Я не возражал. Тем более, что мой спутник, судя по всему, не собирался идти молча, а друг семьи, как показывает практика, не всегда объективный, но зато интересный свидетель.
– Иван Матвеевич, конечно, очень переживал смерть жены. – Маркин снова доверительно взял меня под руку. – Места себе не находил. Не поверите, но длилось это долгие годы. Характер у него всегда был не из легких. Тяжелый характер. Требовательный, своенравный, жесткий. Но в житейских вопросах он оставался ребенком. Лиза имела на него огромное влияние. Фактически главой семьи была она. Все держалось на ней. Насколько я знаю, Ивана Матвеевича, кроме работы, ничто и никто не интересовал. Исключением была только сама Лиза. – Задумчиво потеребив бородку, он энергично взмахнул рукой. – Со стороны, знаете ли, может быть, и красиво, как в романах. А присмотришься – проза жизни.
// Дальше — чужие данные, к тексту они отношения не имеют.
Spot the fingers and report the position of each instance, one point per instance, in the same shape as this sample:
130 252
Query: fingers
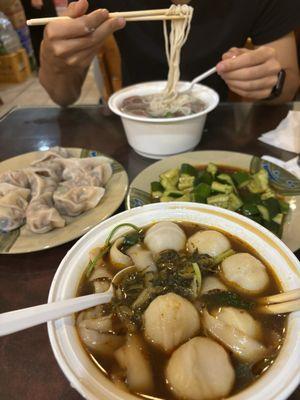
77 8
247 59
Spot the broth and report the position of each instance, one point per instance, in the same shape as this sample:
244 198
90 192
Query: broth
245 374
141 106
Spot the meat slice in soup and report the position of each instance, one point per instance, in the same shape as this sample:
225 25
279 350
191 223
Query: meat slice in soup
182 323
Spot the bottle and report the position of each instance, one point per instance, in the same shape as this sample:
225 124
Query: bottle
9 40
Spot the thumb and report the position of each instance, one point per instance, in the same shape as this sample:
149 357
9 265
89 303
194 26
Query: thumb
77 9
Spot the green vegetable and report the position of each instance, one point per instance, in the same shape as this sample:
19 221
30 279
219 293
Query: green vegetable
201 192
241 178
220 200
185 181
170 178
212 169
278 218
219 298
156 190
259 182
187 169
264 212
221 187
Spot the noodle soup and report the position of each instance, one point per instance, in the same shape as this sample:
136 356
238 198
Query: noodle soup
141 105
183 324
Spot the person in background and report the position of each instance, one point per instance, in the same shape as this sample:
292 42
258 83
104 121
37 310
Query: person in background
269 71
38 9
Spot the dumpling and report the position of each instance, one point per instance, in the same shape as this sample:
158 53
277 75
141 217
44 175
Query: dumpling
8 187
76 200
200 370
41 216
170 320
12 209
165 236
208 242
133 358
241 342
17 178
245 273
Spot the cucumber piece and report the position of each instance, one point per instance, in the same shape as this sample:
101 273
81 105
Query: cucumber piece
241 178
234 202
212 169
278 218
221 187
185 181
264 212
220 200
187 169
201 192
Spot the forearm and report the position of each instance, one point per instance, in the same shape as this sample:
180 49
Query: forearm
63 86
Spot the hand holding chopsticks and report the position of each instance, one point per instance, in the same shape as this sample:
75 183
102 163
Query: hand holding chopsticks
129 16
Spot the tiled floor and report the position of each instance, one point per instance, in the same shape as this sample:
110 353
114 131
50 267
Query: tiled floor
31 93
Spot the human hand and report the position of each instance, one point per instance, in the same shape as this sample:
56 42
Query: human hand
37 4
250 73
72 44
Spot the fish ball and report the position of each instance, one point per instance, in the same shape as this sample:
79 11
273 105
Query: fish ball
200 370
245 273
209 242
170 320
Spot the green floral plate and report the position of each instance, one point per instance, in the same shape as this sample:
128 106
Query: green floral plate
282 181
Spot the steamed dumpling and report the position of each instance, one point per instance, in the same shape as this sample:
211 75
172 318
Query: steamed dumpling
133 358
76 200
41 216
165 236
208 242
240 341
170 320
200 370
245 273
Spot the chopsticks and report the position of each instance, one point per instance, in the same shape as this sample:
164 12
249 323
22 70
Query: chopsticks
129 16
280 303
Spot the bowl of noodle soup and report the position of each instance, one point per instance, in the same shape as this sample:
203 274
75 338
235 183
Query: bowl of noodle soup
91 379
155 136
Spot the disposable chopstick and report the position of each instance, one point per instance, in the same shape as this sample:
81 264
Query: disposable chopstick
130 16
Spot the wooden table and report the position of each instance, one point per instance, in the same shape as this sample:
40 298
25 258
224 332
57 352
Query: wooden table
28 368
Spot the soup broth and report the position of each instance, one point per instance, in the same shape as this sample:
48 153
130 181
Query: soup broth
141 106
132 320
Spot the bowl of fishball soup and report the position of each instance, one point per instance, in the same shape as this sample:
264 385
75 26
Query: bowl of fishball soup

Все в доме было устроено так, чтобы Иван Матвеевич мог спокойно работать. Начиная с домашних шлепанцев и кончая рассчитанной до минуты подачей еды. Как она выдерживала такую нагрузку – не представляю… Впрочем, каждый выбирает то, что ему больше нравится. Она не жаловалась никогда. Только изредка у нее становились такие грустные-грустные глаза.